Il acquiesça machinalement, puis réalisa à quel point la nouvelle le contrariait.

— Pourquoi tu aurais besoin d’un second auxiliaire ?

Claquement de langue agacé, rappel non verbal de l’interdiction de lui parler familièrement sur leur lieu de travail. Sa question resta en suspens, mise de côté par un changement de sujet.

— Le courrier, qu’est-ce que ça donne ?

Pour des raisons pratiques, Yue recevait et gérait toute sa correspondance depuis la draconnerie, professionnelle et personnelle. Se les faire livrer à domicile compliquait inutilement la vie des postiers.

— Vous avez reçu une lettre de la baronnie de Haut-Castel, trois de la maison ducale d’Haye-Nan, deux d’Hizaar, ainsi qu’un colis, et un colis de Skal.

— Une lettre de la baronnie et un colis de la cour de Tjarn ? Le baron s’est acheté des bottes de sept lieues ?

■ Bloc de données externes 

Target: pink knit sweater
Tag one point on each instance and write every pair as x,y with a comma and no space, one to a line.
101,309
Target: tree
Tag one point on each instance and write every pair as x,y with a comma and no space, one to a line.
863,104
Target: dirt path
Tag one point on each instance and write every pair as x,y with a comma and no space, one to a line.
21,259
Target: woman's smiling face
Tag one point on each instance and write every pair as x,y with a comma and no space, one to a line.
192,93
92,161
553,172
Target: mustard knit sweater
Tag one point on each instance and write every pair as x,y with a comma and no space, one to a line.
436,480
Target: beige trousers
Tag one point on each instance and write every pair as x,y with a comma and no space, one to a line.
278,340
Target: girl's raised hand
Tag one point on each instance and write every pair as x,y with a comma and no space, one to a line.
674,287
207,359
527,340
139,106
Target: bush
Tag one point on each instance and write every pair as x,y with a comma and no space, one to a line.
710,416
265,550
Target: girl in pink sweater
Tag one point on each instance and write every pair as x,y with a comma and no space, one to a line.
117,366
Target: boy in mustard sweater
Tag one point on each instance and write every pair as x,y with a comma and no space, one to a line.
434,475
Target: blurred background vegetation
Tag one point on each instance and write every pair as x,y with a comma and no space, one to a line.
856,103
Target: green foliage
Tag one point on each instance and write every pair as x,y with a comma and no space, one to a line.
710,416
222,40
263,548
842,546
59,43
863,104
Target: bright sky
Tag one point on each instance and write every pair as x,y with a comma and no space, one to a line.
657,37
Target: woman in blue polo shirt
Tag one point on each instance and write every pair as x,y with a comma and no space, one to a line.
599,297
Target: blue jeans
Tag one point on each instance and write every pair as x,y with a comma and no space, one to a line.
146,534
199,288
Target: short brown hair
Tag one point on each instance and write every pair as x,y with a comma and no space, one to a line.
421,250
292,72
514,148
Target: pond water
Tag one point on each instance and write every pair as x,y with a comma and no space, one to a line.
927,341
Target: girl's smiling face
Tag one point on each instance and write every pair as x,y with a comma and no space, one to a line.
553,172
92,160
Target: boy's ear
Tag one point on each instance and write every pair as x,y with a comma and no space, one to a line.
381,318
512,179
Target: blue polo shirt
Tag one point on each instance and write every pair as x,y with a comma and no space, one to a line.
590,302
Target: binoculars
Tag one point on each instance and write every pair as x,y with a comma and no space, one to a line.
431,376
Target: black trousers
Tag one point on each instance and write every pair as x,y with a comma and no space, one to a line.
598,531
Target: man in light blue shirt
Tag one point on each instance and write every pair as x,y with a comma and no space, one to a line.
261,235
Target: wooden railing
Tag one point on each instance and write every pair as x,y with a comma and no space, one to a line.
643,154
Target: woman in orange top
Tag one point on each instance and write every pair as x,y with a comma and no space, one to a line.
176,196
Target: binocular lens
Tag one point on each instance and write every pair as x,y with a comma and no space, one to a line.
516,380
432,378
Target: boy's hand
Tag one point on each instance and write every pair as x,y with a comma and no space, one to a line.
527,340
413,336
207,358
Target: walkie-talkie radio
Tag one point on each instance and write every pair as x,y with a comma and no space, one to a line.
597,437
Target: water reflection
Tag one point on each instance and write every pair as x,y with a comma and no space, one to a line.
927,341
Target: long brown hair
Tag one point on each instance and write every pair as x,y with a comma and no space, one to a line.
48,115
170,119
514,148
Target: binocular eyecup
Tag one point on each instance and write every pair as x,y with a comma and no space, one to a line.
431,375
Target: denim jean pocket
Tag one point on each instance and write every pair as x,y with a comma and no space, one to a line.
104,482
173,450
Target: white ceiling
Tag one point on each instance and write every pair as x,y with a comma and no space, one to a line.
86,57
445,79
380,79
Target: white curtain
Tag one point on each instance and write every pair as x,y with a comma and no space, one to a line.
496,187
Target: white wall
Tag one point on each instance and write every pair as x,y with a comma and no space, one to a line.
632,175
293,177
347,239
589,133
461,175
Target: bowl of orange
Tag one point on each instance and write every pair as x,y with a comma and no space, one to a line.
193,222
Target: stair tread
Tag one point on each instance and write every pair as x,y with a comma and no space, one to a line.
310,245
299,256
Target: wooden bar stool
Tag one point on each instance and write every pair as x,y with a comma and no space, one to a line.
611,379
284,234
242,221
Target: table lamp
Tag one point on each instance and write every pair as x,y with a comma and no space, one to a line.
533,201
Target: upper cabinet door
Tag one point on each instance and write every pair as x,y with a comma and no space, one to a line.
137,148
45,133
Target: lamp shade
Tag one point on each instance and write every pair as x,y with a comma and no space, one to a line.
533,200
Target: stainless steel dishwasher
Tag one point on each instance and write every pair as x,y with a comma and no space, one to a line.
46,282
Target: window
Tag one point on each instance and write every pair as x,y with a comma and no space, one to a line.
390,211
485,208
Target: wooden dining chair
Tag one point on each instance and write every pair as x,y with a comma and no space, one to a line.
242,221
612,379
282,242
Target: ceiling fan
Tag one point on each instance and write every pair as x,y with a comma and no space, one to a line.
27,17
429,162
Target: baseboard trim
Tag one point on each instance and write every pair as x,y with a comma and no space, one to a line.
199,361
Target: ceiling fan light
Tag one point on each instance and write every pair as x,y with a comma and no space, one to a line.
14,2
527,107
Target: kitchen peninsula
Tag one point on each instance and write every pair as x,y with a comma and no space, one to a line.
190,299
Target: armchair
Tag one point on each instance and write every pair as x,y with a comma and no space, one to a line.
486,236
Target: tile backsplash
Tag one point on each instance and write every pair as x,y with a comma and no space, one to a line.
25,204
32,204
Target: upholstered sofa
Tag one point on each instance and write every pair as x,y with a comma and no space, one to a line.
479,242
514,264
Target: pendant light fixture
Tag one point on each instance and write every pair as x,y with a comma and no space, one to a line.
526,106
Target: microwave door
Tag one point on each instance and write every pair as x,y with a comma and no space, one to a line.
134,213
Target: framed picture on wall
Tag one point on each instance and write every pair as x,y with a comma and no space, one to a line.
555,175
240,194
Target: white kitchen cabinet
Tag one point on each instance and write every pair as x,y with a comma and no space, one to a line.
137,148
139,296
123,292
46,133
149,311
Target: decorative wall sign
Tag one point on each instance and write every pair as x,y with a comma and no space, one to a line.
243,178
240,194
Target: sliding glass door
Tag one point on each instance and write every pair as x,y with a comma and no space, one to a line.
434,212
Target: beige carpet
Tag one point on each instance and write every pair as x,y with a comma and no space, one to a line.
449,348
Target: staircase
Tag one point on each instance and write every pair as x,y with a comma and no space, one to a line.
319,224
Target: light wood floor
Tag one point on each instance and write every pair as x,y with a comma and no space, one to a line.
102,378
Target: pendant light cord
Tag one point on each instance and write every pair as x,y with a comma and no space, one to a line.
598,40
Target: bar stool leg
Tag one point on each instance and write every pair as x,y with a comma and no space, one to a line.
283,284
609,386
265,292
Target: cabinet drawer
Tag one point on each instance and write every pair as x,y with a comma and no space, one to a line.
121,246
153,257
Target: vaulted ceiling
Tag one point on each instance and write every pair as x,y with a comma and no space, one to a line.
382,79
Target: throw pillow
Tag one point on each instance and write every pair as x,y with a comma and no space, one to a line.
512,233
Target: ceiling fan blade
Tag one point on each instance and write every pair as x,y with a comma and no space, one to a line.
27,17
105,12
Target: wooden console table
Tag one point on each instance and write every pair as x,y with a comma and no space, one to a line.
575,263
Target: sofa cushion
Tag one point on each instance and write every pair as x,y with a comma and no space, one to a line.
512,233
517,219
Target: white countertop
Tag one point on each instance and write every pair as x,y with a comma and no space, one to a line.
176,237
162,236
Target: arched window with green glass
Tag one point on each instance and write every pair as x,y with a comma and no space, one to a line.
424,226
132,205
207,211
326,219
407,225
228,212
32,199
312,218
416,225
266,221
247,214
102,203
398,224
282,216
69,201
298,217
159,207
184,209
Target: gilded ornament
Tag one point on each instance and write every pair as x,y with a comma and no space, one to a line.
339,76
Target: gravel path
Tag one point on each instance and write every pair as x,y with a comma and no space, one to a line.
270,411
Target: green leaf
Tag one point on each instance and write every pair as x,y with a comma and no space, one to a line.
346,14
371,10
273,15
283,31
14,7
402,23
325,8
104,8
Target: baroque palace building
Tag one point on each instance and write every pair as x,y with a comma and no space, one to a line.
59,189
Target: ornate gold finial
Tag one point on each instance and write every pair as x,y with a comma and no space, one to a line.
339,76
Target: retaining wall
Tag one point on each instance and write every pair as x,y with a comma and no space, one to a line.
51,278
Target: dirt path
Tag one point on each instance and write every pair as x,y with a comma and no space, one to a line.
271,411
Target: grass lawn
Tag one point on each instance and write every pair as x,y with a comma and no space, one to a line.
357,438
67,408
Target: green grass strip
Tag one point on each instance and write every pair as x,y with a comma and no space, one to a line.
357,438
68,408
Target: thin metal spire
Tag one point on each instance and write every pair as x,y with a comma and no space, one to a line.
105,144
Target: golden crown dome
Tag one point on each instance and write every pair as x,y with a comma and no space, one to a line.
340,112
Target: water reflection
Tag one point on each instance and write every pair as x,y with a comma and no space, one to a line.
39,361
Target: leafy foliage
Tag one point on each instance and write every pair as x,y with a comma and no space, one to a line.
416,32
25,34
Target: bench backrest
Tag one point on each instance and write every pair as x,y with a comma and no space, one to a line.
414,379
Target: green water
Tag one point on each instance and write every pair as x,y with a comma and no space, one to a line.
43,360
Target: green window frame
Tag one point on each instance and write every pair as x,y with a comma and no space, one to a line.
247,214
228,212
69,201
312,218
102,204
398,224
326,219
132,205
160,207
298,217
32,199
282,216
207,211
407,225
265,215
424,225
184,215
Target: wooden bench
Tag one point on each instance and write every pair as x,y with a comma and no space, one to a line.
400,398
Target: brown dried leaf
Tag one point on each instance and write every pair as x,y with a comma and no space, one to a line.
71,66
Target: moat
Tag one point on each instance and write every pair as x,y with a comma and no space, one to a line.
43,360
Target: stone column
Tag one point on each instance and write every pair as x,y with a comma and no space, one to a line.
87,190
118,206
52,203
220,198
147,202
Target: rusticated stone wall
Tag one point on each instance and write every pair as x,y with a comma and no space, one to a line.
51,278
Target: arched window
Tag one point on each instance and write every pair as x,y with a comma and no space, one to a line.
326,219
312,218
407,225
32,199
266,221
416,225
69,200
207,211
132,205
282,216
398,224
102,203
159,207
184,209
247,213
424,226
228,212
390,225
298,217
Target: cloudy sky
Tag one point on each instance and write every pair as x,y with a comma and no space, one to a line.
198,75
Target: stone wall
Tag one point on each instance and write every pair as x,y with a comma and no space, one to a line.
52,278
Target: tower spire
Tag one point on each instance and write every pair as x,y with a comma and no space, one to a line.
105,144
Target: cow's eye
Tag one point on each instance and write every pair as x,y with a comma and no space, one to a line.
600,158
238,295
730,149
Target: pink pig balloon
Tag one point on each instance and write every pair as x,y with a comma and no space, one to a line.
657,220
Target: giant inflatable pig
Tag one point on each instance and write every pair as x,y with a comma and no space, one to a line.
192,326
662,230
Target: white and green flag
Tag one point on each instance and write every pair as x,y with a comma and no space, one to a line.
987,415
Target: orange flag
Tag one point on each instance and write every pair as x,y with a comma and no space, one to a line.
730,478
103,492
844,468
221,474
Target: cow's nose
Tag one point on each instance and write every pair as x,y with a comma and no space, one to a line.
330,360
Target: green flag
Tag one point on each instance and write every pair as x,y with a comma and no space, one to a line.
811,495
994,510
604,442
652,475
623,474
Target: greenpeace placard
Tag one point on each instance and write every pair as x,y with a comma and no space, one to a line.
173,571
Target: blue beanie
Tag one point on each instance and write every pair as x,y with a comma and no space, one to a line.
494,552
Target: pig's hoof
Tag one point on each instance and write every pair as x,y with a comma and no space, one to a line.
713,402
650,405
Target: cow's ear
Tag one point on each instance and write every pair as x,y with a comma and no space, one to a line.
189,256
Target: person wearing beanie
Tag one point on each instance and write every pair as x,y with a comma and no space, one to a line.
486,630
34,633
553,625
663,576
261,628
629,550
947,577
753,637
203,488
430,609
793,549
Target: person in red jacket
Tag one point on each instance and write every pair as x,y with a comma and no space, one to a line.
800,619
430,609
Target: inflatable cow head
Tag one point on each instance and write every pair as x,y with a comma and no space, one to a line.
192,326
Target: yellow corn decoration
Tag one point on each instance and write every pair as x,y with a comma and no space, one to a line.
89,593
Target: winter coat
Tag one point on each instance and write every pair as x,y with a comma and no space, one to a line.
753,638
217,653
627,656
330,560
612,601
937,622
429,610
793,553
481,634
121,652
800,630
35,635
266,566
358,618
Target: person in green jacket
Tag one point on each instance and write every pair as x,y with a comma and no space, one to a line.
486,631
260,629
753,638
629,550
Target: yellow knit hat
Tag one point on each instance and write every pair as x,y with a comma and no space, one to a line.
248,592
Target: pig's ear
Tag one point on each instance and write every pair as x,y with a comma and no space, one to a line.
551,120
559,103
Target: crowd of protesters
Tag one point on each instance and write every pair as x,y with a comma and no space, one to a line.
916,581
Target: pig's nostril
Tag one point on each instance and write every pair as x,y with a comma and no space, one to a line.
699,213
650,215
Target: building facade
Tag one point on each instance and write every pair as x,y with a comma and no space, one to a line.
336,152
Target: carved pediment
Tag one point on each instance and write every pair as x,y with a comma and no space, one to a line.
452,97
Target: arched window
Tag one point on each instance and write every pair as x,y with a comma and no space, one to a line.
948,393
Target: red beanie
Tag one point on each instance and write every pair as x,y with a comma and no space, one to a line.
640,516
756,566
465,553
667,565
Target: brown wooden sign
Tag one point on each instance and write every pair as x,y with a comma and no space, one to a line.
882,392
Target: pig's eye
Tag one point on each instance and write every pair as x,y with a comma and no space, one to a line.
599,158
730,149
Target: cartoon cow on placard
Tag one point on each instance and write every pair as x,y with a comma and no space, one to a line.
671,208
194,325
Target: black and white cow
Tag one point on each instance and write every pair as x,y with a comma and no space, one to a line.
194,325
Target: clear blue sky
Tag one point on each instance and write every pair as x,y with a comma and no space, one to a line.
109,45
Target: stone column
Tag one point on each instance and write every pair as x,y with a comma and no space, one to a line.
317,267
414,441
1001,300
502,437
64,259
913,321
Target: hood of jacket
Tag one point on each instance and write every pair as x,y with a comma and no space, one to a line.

— Le paquet porte le sceau royal des Yggdrasil. Je doute que les deux soient de lui.

Yue réclama le colis d’un geste quelque peu hésitant, le soupesa, le retourna, le secoua doucement.

— Vous devriez l’ouvrir, suggéra Bard.

Il ne comprenait pas ce qu’essayer de deviner son contenu lui apportait, ce qui n’empêcha pas Yue de continuer une longue minute. Une fois lassée, elle posa le paquet et défit l’emballage, révélant un coffre en bois terne et un nuage de poussière. Les gongs rouillés grincèrent. Il contenait une longue dague à lame serpentine, sculptée d’un bloc dans un bois gris particulièrement noueux.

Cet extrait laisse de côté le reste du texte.